Competing Processes Drive the Resistance of Soil Carbon to Alterations in Organic Inputs

Protecting existing soil carbon (C) and harnessing the C sequestration potential of our soils requires an improved understanding of the processes through which soil organic matter accumulates in natural systems. Competing hypotheses exist regarding the dominant mechanisms for soil C stabilization. Many long-standing hypotheses revolve around an assumed positive relationship between the quantity of organic inputs and soil C accumulation, while recent hypotheses have shifted attention towards more complex controls of microbial processing and organo-mineral complexations. Here, we present our findings of soil response to twenty years of detrital manipulations in the wet, temperate forest of the H.J. Andrews Experimental Station. Annual additions of low quality (high C:N) wood litter to the soil led to an apparent positive, yet highly variable change in accumulation of soil C, while the addition of higher quality (low C:N) needle litter had no significant effect on soil C over the twenty year study. The observed contrast in soil C response between these two addition treatments demonstrates the important role of litter quality in soil C accumulation.

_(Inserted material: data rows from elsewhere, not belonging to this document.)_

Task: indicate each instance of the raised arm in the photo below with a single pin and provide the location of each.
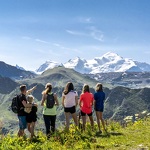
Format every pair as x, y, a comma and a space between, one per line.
63, 98
76, 100
31, 90
43, 99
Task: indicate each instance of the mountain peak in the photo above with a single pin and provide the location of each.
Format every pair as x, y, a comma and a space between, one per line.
109, 62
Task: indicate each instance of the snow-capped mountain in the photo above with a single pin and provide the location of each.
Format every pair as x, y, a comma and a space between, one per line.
109, 62
47, 65
18, 67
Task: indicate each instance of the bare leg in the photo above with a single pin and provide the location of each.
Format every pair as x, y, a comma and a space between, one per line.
32, 129
29, 127
102, 120
84, 121
21, 132
98, 119
74, 116
67, 120
91, 121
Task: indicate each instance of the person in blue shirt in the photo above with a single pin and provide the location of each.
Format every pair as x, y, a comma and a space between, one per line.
99, 98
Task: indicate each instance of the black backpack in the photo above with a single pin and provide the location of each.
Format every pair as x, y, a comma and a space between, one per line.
15, 104
50, 101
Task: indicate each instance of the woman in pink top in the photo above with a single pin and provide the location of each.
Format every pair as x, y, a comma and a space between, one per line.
86, 103
69, 102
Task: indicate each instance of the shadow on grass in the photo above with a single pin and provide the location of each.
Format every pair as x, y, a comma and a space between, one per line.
108, 134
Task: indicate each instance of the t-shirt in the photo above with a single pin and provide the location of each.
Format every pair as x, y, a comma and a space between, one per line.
86, 100
21, 112
49, 111
69, 100
99, 99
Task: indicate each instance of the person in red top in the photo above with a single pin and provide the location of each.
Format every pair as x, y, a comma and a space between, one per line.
86, 103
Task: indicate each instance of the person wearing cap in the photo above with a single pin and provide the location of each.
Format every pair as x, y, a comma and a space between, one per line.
31, 116
22, 104
49, 114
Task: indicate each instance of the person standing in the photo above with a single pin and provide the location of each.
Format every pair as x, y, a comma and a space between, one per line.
31, 116
86, 103
99, 97
22, 104
49, 108
69, 102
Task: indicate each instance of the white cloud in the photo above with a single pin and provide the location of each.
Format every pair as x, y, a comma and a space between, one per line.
41, 41
90, 32
76, 33
26, 37
96, 34
85, 19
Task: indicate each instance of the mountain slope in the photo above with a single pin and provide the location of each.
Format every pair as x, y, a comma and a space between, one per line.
7, 85
109, 62
14, 73
122, 102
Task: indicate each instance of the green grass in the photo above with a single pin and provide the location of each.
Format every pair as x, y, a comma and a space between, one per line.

Our detrital input reduction treatments, including cutting off live roots and aboveground removal of surface litter, led to relatively small effects on soil C concentrations after the twenty year study period. Far greater negative effects on soil C were observed for the removal of both aboveground litter and belowground root activity, which led to an estimated 20% decline in soil carbon stocks. The proportion of remaining soil C following these dramatic, long-term reductions in above and belowground detrital inputs suggests that the destabilization of C in these forest soils is not readily achieved over a few decades of reductions in detrital input, and may require far greater periods of time or further perturbations to the environment. Our diverse findings show that intermediate-term (10-20 years) forest disturbances giving rise to detrital changes in forest soils may alter soil C stocks depending on changes in detrital input quality and source. Further, our observed soil C responses to detrital manipulations strongly support recent soil C stabilization hypotheses which emphasize litter quality and mineral stabilization as relevant controls over forest soil C.